10 years ago, Lorde emerged with her debut single ‘Tennis Court’, kickstarting a rapid rise to becoming one of music’s brightest stars of her generation. In the decade since, she’s given us everything from assessments of teen life to an unbeatable break-up album and a record to soundtrack existential days under the sun. Where will Lorde take us next? Hopefully, we’ll find out and get a fourth album from the star soon. While we wait, though, remind yourself of some of the artist’s most underrated songs.
‘Yellow Flicker Beat’ (‘The Hunger Games: Mockingjay Part 1 OST’)
A song based on the plot line of The Hunger Games has no business being as good as ‘Yellow Flicker Beat’ is. But the soundtrack contribution is supremely impactful – a haunting, ominous beauty. So good is it that it caught the attention of Kanye West, who released his own version, ‘Flicker (Kanye West Rework)’.
‘No Better’ (‘Pure Heroine’)
Lorde’s early releases gave us sharp portraits of suburban teen life, capturing the mundanities and melodramas of youth. ‘No Better’, a post-‘Pure Heroine’ single that was added to an extended version of that album, is a prime example, bottling the sticky rush of falling into a summer crush over gently fizzing trip-hop electronica.
‘Liability (Reprise)’ (‘Melodrama’)
The heartbreaking ‘Liability’ is far from underrated, but its sibling song, ‘Liability (Reprise)’, doesn’t get half the attention it deserves. Sure, it’s only just over two minutes long and takes the form of a sparse, skeletal snippet, but it puts Lorde’s incisive, emotional songwriting on full display. Just try listening to her sing “But you’re not what you thought you were” over and over as the song closes out and not question everything you thought you knew.
If ‘Melodrama’ was based around a house party, the night unfolding as the tracklist progressed, ‘Sober’ found Lorde fresh from her break-up in ‘Green Light’ and ready to find someone new. With a new partner to join her as “king and queen of the weekend”, she slinks through the party, knocking back shots (“Oh God I’m closing my teeth / Around this liquor-wet lime”) and making the most of what’s left of the night.
‘White Teeth Teens’ (‘Pure Heroine’)
On this ‘Pure Heroine’ cut, the musician turns her lens on the cliques and social groups of her peers. Although she separates herself from the “white teeth teen”, she shares her observations of them and “their molars blinking like the lights” with poetic precision.
‘Million Dollar Bills’ (‘The Love Club EP’)
‘Million Dollar Bills’ is something of an outlier in Lorde’s world, both sonically – its upbeat, tropical rhythms feel whole universes apart from where her sound would evolve – and lyrically. “There’s nothing I want / But money and time / Million dollar bills / And tick-tick-tick-tick,” she declares in its opening lines, a very un-Lorde admission.

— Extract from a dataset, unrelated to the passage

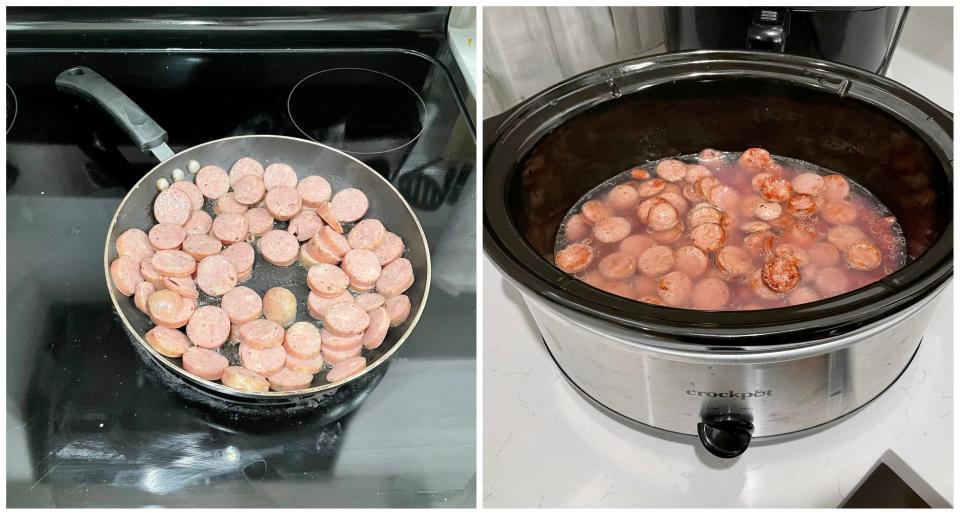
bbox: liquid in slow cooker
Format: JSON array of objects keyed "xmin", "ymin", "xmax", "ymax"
[{"xmin": 553, "ymin": 148, "xmax": 907, "ymax": 310}]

‘The Path’ (‘Solar Power’)
You could argue that much of Lorde’s third album ‘Solar Power’ is underrated, but ‘The Path’ is certainly up there for the title of that record’s most overlooked song. A beautiful, shuffling dive through the star’s story so far, it contains great wisdom – namely not to expect artists like Lorde to save us from ourselves and look to the world around us instead.
‘The Man With The Axe’ (‘Solar Power’)
‘Solar Power’ was an album that ditched the 808s in favour of acoustic instruments and ‘The Man With The Axe’ stripped back the layers almost completely. Over the squeaking chord changes of an acoustic guitar, Lorde details both a romantic relationship and her relationship with her job. Subtle and stunning, it deserves more attention.
‘400 Lux’ (‘Pure Heroine’)
Still one of Lorde’s most evocative songs, ‘400 Lux’ pulls you right into listless days and nights, driving around boring suburbia trying to find some thrills. “You pick me up and take me home again,” she sings of this routine. “Head out the window again / We’re hollow like the bottles that we drain.”
‘The Love Club’ (‘The Love Club EP’)
It might have gotten overshadowed by ‘Royals’ upon ‘The Love Club EP’’s release, but the record’s title track gave us another early insight into Lorde’s storytelling nous. This time, she dissects a clique from the inside, longing for freedom and escape. It might not be her best ever but it’s certainly still special.